Quando le persone si rendono conto che non trovano più gioia in quello che fanno, oppure non ci sono state opportunità per proseguire nella loro carriera, direi di non vivere il cambiamento di lavoro come un fallimento.

“Quando le persone si rendono conto che non trovano più gioia in quello che fanno, oppure non ci sono state opportunità per proseguire nella loro carriera, direi di non vivere il cambiamento di lavoro come un fallimento.”

A volte davvero non dipende solo da noi, quindi mettere tutto sulle nostre spalle crea solo una pressione insostenibile.

Molto è determinato dai nostri impegno, dedizione e capacità, ma poi ci sono tante variabili che non sono in nostro possesso. C’è la fortuna di capitare nel posto giusto al momento giusto, ad esempio.

Ionica con il suo Iacco.

Ovviamente si sono investite molte energie quindi sarà molto difficile abbandonare quello che si è costruito.

Però se si vede il percorso svolto fino al momento del cambiamento come una cosa da cui si è imparato molto, si vive meglio la transizione.

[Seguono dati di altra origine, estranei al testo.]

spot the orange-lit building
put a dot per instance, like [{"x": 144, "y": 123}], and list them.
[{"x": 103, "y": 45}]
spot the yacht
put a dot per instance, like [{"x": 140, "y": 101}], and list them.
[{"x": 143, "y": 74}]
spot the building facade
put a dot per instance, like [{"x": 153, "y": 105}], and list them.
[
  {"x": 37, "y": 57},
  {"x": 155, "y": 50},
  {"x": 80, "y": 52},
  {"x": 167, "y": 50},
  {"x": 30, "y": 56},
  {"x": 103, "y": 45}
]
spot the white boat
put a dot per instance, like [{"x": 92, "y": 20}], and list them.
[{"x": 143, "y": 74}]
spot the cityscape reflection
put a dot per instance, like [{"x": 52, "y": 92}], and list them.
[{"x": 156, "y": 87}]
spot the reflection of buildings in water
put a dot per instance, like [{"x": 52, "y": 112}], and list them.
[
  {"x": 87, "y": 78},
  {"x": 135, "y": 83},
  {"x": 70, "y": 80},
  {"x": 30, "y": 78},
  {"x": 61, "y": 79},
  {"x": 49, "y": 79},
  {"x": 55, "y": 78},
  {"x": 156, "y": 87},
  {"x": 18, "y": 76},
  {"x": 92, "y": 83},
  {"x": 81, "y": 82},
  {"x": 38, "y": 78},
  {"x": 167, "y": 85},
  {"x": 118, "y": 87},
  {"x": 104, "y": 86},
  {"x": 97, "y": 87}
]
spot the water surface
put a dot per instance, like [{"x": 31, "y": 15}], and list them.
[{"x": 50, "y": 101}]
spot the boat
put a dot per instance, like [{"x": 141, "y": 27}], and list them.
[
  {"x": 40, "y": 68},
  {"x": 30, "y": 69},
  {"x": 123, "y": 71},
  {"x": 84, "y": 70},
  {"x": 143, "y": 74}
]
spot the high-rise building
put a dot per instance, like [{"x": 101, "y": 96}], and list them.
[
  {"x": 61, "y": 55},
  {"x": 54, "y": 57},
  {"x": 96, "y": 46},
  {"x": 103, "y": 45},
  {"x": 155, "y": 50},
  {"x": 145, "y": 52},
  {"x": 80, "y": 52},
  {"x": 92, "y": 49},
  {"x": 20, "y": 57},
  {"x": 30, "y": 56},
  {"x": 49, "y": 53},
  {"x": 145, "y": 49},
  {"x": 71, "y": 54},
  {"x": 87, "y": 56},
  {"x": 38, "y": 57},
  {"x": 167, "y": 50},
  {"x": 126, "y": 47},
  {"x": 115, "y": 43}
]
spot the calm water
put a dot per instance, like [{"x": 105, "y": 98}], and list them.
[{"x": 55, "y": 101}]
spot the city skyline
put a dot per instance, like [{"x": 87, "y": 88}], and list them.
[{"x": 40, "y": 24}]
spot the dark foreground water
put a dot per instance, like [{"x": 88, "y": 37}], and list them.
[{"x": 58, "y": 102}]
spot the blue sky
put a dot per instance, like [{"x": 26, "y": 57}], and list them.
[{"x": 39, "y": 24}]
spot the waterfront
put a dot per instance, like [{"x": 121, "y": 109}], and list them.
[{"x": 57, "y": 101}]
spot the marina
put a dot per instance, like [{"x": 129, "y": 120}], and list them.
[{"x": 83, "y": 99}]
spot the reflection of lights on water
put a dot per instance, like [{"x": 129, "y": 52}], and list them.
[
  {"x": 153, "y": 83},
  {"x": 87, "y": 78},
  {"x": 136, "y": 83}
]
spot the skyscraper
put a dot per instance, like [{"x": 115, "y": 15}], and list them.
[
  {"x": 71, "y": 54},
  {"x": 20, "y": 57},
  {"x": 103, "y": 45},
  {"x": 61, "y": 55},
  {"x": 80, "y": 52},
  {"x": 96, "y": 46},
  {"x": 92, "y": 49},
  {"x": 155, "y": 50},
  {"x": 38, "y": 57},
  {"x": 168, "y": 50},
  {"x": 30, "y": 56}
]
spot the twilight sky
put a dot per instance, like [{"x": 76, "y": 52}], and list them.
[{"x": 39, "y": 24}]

Non ci si sente più falliti se si cambia.

E spero di mantenere sempre questa prospettiva: vigilo continuamente sulla possibilità di fare anche altro nella vita, qualora ad un certo punto la ricerca non sarà una fonte di soddisfazione sufficiente per me.

In questo senso ci vuole un pizzico di follia, un pizzico di irrazionalità quando si seguono le proprie passioni. A volte si seguono fino a che sarà possibile, e quando non sarà più possibile non deve essere la fine del mondo.

Può succedere che cambiamenti di percorso obbligati ci facciano scoprire aspetti di noi stessi e delle nostre passioni che non sapevamo nemmeno di avere. Forse questo modo di vedere le cose mi viene dall’esperienza personale che mi ha fatto conoscere persone che hanno lasciato tutto per ricominciare altrove. Sono per me fonte d’inspirazione ed esempio di coraggio.

Può succedere che cambiamenti di percorso obbligati ci facciano scoprire aspetti di noi stessi e delle nostre passioni che non sapevamo nemmeno di avere.

Cerco sempre di trasmettere il messaggio che il futuro ci può riservare sorprese, piuttosto che ansie.

“Cerco sempre di trasmettere il messaggio che il futuro ci può riservare sorprese, piuttosto che ansie.”